Sucha Huta [ ˈsuxa ˈxuta ] ( Kashubian Sëchô Hëta , German drying hut ) is a village in the municipality of Przywidz ( Mariensee ), Powiat Gdański in Poland . It is located about 35 km southwest of Gdansk on Voivodeship Road No. 226. This is also where the Schönecker Weg, a green hiking trail (named after the town of Schöneck (in Polish: Skarszewy , Kashubian Skarszewë or Skarszewò )) runs.

history

The area belonged to the Polish-Lithuanian Prussian Royal Share since 1466 . Aschenbrenner , charcoal burner and glassmaker lived in the surrounding forests . In the 17th century Sucha Huta suffered from the Polish-Swedish War (1629) and the Second Northern War (1655).

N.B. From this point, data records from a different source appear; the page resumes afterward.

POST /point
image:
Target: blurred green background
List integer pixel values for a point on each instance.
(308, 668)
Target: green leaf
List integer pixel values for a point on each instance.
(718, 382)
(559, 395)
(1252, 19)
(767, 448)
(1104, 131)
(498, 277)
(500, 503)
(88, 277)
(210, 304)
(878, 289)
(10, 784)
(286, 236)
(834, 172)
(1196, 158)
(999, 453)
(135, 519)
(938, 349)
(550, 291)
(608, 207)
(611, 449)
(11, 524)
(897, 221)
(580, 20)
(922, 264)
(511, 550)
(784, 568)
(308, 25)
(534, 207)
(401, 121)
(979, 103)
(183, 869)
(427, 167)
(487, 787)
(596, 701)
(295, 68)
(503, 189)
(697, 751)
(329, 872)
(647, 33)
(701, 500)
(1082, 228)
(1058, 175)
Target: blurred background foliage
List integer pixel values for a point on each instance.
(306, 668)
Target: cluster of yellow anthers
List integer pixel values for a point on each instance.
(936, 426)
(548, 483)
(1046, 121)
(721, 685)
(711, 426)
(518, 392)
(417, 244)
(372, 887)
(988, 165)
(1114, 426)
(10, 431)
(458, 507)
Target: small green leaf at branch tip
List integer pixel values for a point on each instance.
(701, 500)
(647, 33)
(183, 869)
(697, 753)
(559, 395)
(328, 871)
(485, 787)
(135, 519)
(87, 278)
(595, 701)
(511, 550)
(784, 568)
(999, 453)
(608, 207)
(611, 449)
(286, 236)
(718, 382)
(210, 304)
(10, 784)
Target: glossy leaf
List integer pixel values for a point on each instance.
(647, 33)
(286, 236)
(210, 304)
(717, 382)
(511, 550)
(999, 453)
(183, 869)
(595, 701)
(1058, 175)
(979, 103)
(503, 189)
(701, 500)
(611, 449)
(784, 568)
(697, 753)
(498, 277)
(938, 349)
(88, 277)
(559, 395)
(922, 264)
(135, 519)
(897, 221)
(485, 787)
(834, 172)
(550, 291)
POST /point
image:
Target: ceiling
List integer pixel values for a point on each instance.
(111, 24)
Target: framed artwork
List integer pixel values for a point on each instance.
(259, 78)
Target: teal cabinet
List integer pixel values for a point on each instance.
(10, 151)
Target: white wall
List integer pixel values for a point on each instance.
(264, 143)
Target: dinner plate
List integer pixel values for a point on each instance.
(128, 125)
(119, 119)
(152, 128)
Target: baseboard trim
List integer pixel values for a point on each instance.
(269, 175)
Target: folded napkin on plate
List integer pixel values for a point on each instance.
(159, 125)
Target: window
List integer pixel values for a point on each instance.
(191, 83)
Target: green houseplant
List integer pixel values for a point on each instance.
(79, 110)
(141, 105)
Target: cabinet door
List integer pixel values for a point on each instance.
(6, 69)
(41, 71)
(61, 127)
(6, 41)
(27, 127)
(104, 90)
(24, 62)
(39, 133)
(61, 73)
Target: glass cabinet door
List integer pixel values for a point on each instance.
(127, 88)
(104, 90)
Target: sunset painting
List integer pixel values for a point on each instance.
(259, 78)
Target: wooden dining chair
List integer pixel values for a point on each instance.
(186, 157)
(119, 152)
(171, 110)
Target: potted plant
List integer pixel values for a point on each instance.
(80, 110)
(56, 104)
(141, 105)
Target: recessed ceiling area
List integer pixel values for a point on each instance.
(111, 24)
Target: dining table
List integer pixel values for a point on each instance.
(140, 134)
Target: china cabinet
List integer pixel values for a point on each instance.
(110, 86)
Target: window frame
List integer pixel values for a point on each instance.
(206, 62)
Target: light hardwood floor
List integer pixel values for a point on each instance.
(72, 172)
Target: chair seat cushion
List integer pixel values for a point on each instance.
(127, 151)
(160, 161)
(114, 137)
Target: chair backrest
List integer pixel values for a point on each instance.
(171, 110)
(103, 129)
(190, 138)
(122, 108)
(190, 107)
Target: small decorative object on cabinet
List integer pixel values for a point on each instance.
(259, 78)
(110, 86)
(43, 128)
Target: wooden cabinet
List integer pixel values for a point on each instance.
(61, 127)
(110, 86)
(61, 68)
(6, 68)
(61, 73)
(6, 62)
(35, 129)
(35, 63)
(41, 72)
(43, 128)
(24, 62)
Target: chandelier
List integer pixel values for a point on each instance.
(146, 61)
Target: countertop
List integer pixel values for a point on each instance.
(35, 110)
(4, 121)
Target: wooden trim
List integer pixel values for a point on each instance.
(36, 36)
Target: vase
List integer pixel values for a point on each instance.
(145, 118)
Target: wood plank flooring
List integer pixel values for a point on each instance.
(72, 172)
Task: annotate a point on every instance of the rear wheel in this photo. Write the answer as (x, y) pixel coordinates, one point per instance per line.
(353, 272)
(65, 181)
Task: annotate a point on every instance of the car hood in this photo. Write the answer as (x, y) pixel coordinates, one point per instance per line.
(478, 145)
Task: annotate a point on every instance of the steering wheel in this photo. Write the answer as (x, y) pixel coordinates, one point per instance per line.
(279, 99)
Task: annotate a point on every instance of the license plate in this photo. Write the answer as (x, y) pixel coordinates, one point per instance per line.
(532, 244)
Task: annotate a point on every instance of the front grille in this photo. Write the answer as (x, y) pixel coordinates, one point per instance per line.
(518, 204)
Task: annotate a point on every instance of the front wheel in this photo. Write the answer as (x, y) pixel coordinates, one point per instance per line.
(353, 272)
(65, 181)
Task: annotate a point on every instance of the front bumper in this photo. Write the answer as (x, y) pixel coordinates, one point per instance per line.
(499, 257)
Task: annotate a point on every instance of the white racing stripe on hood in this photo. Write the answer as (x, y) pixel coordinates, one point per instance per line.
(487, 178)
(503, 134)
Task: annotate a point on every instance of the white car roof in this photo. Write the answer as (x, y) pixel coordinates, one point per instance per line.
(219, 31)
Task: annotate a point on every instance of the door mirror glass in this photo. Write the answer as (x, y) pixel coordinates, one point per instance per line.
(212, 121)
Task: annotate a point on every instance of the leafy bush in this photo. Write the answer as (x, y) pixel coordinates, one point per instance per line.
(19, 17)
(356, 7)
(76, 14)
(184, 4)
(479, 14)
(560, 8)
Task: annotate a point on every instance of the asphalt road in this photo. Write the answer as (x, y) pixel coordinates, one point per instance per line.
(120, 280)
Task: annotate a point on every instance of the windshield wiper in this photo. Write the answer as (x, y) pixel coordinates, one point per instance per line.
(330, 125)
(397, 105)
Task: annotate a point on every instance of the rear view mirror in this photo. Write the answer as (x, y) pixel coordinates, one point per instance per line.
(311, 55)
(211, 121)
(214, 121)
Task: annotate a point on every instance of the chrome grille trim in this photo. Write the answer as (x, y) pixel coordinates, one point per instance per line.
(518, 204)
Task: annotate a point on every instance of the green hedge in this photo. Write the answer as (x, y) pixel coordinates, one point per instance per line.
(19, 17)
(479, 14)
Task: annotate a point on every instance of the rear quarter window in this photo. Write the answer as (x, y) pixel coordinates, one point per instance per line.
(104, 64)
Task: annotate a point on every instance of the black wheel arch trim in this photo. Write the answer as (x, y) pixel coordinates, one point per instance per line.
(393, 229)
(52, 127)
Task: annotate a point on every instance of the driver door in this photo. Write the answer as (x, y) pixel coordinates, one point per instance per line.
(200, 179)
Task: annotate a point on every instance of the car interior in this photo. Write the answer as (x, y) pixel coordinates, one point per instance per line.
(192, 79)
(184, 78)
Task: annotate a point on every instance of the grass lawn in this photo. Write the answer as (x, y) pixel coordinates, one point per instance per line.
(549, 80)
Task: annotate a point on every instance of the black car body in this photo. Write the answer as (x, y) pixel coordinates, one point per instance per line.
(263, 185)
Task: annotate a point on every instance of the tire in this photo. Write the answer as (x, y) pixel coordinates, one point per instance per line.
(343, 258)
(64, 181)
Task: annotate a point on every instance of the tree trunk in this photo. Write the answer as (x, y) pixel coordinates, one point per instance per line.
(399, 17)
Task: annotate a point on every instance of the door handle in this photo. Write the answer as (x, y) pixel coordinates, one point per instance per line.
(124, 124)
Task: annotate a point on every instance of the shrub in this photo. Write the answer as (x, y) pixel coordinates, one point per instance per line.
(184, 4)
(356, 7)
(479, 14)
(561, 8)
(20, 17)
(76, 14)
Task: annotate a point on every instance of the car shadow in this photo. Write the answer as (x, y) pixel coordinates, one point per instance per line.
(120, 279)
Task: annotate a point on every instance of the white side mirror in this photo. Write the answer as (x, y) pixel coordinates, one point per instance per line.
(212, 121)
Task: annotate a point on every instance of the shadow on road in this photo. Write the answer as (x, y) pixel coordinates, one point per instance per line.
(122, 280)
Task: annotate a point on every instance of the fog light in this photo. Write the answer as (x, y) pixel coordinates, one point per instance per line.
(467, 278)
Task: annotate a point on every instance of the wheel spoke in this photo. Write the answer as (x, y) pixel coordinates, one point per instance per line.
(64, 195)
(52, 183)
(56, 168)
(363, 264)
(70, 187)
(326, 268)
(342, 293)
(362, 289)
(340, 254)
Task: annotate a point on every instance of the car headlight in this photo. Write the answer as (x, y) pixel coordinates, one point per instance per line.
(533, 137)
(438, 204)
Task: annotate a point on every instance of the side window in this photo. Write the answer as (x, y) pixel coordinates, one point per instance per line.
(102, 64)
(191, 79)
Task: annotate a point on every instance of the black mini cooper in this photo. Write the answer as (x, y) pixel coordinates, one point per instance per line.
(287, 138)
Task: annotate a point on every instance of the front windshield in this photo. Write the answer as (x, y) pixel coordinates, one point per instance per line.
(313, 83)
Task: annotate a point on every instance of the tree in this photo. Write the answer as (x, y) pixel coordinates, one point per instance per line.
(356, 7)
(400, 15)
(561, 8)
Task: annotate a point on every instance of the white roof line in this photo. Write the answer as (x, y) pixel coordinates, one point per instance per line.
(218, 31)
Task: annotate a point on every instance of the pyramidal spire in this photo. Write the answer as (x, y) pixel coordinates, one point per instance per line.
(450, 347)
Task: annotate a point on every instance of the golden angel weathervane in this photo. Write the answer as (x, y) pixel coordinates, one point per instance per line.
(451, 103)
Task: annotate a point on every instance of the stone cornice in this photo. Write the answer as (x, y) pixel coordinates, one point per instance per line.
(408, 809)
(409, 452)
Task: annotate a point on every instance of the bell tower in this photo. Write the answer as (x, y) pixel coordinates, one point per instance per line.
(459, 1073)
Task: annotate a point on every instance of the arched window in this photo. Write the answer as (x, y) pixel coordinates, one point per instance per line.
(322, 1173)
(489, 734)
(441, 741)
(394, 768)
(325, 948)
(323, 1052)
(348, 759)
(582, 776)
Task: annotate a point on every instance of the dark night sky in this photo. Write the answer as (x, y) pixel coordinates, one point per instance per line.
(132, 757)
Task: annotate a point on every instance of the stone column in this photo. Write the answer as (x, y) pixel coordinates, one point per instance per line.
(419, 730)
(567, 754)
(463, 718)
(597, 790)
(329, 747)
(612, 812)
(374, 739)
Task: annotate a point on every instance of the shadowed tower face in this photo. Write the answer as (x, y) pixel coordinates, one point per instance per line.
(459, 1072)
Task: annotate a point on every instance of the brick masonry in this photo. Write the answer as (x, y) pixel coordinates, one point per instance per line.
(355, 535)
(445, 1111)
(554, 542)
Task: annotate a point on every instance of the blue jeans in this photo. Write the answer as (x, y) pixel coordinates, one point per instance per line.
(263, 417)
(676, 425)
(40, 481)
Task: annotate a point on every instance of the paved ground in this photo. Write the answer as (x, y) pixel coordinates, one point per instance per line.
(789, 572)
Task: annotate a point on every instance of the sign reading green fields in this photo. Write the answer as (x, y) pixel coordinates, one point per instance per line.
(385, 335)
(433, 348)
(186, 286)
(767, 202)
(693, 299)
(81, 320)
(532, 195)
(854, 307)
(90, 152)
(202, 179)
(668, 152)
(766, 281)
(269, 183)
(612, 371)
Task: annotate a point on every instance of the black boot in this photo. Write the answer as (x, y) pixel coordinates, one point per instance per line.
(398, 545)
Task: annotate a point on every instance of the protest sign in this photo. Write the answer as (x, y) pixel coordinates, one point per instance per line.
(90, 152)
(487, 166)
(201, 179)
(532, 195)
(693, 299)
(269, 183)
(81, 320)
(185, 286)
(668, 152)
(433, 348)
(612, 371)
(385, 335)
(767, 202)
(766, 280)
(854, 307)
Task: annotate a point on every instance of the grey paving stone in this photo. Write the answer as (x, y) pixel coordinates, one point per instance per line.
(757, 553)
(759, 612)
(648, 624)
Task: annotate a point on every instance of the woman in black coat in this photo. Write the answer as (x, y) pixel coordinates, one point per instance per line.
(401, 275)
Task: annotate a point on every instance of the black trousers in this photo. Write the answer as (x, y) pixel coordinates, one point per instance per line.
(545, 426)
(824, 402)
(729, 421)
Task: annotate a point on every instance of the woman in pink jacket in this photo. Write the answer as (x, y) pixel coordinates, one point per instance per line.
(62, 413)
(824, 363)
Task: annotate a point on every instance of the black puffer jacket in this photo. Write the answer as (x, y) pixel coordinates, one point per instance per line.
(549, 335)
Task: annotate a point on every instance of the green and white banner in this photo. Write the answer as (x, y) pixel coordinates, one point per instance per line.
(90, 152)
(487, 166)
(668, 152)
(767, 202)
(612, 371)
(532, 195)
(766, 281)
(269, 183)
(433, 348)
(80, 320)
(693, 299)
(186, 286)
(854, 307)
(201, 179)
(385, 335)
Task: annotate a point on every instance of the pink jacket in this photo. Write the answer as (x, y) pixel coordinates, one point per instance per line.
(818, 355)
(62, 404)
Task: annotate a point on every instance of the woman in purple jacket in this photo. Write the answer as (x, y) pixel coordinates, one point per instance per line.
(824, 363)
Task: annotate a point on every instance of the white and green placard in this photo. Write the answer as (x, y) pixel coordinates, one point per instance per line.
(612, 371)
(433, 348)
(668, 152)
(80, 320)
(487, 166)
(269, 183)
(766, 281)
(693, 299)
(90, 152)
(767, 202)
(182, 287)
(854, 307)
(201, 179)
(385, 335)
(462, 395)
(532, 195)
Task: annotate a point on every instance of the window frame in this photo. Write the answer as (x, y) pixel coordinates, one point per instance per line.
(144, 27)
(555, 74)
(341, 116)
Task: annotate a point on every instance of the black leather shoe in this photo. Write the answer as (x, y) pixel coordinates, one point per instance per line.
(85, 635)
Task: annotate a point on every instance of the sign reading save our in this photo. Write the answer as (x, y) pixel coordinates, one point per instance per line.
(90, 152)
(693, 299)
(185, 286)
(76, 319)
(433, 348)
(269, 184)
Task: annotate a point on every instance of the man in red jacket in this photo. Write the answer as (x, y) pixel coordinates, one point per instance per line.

In 1772 Sucha Huta came to the Kingdom of Prussia in the course of the First Partition of Poland , where it became part of the new Stargard district . 1818 dry hut belonged then to the new county Berent in the administrative district of Gdansk ( province of West Prussia ). In 1871, Trockenhütte came to Germany as part of Prussia .

One and a half years after the First World War , in January 1920 joined dry hut under the provisions of the Versailles Treaty to Danziger Höhe and with that from 1920 to 1939 to mandate Gdansk League of Nations. In 1939, in an act not recognized by international law , the Third Reich annexed the mandate area and incorporated it into the newly established occupation authority Danzig-West Prussia , to which Trockenhütte belonged as part of the new district of Danzig until the end of the Second World War .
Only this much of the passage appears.